Forget the old boys club, a new kind of underground networking world is here and it's for women only. 
 
Courtesy: The Stilleto Club
Courtesy: The Stilleto Club
Forget the old boys club, a new kind of underground networking world is here and it's for women only.
Journalist Pamela Ryckman, author of the new book The Stiletto Network, said that women-only groups are spurring billions of dollars in transactions and leveraging friends into power in industries ranging from television and film to banking to non-profit groups.

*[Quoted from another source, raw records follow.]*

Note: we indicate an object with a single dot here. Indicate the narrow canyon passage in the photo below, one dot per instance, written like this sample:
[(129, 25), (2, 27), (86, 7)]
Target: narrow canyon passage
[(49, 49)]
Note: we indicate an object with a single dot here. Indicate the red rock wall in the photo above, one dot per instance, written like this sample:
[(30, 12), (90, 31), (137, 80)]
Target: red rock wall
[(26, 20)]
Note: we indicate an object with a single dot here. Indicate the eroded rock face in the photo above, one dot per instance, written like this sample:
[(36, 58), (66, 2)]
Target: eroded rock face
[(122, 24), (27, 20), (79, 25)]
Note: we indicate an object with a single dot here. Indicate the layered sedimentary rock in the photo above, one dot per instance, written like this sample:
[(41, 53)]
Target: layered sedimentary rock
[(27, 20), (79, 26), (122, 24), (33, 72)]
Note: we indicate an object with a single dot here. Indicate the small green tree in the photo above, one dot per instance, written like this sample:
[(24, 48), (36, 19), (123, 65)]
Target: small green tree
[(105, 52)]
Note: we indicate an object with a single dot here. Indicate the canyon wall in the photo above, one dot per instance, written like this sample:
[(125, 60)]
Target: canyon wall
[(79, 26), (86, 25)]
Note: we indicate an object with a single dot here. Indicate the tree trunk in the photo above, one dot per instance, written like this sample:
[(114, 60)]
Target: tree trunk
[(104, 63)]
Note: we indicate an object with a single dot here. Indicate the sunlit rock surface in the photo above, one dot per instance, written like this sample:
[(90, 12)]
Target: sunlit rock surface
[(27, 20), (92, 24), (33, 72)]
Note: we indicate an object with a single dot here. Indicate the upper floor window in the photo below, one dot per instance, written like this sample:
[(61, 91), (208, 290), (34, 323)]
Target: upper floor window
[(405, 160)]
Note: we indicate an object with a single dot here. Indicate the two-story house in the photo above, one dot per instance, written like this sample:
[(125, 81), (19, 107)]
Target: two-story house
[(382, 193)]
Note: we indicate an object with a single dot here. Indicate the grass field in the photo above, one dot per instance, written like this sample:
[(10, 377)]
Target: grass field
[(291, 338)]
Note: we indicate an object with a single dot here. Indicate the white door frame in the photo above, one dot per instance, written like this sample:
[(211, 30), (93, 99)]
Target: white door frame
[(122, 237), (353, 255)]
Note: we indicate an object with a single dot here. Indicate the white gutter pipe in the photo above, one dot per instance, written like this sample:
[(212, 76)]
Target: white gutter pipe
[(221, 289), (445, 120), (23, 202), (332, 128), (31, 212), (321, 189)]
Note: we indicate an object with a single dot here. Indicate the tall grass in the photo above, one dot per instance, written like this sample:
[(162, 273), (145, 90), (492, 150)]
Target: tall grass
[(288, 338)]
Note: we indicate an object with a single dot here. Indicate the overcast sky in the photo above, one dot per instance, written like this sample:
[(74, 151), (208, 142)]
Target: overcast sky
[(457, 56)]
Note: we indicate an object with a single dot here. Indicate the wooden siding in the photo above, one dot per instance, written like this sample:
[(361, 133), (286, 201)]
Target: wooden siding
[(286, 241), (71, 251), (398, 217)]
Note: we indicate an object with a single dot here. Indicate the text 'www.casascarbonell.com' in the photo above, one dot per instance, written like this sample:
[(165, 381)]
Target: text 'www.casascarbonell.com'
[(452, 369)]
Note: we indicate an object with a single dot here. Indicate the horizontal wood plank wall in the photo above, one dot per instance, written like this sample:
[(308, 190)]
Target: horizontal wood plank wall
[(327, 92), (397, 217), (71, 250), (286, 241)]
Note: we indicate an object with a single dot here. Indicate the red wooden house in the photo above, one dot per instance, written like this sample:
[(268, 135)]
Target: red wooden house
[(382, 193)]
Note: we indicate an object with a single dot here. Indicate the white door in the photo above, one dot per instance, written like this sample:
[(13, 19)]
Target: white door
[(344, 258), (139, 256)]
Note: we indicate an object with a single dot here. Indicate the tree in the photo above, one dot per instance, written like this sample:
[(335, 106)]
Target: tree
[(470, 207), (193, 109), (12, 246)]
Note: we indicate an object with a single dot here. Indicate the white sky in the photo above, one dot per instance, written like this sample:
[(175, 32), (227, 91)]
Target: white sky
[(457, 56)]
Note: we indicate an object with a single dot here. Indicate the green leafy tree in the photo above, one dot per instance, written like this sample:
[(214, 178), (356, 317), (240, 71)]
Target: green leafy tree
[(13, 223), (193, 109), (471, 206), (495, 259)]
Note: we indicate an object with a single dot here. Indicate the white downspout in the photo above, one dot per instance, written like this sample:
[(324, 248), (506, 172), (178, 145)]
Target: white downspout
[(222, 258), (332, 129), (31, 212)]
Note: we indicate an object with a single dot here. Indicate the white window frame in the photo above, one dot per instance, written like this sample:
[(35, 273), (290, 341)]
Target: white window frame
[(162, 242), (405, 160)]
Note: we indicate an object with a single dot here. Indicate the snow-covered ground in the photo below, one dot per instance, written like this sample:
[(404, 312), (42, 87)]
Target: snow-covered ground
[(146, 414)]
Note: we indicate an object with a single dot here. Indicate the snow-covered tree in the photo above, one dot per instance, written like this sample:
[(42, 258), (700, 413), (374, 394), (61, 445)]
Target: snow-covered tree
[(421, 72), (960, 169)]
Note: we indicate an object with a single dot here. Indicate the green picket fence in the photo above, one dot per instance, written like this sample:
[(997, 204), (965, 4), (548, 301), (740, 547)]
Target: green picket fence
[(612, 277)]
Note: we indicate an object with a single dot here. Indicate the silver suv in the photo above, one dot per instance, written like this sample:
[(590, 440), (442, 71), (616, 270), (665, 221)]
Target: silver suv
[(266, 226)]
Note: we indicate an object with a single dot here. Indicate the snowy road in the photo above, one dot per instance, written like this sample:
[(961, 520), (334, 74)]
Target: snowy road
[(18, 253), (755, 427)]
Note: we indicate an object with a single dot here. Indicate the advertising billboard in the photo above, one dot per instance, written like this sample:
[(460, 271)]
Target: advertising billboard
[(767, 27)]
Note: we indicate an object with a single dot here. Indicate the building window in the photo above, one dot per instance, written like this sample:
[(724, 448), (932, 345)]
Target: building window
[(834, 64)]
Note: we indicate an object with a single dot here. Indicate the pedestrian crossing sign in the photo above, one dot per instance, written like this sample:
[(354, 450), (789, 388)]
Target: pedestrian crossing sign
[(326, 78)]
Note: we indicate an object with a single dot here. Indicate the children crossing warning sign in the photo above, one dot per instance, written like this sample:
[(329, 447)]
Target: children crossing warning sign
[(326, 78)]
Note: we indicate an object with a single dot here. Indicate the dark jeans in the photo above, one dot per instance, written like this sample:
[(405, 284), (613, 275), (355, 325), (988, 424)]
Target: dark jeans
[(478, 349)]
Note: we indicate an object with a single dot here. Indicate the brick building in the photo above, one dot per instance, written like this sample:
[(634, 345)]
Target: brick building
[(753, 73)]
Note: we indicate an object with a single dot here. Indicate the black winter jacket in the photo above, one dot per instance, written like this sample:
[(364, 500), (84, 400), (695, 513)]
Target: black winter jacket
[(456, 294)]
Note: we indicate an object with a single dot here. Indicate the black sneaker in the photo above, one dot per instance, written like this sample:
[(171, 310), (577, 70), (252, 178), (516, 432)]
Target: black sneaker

"I walked into a room of 50 of the nation's most powerful women and it struck me immediately that they defied the age-old stereotypes of high powered ladies in the workplace," Ryckman told the Cyclists on Monday's show. "They were not wearing the blue and gray pinstripe suits that we see, in fact they were in fashionable dresses and shoes and hairstyles and they were interacting in a very feminine way."
 
Calling themselves Babes in Boyland, Chicks in Charge, or Harpies, these groups are accomplishing huge practical results by just getting together for dinner.
"These women have created the most downloaded app in the history of Warner Brothers," Ryckman said. They have also "overseen the largest high-yield bond deal in 2010, and they have created the signal most successful fund raising pilot in the history of the Red Cross all as a result of these groups."
From CEO's to moms launching a business these women are using the networks to not only make money but to mentor and support the next generation of female business leaders. 
"After 40 years in the workforce there are enough women in positions of power with their own self made wealth who are willing to take chances with that wealth." Ryckman said. "At the same moment in history we have all of these young women starting their own companies who really don’t see that there is anything they can’t do."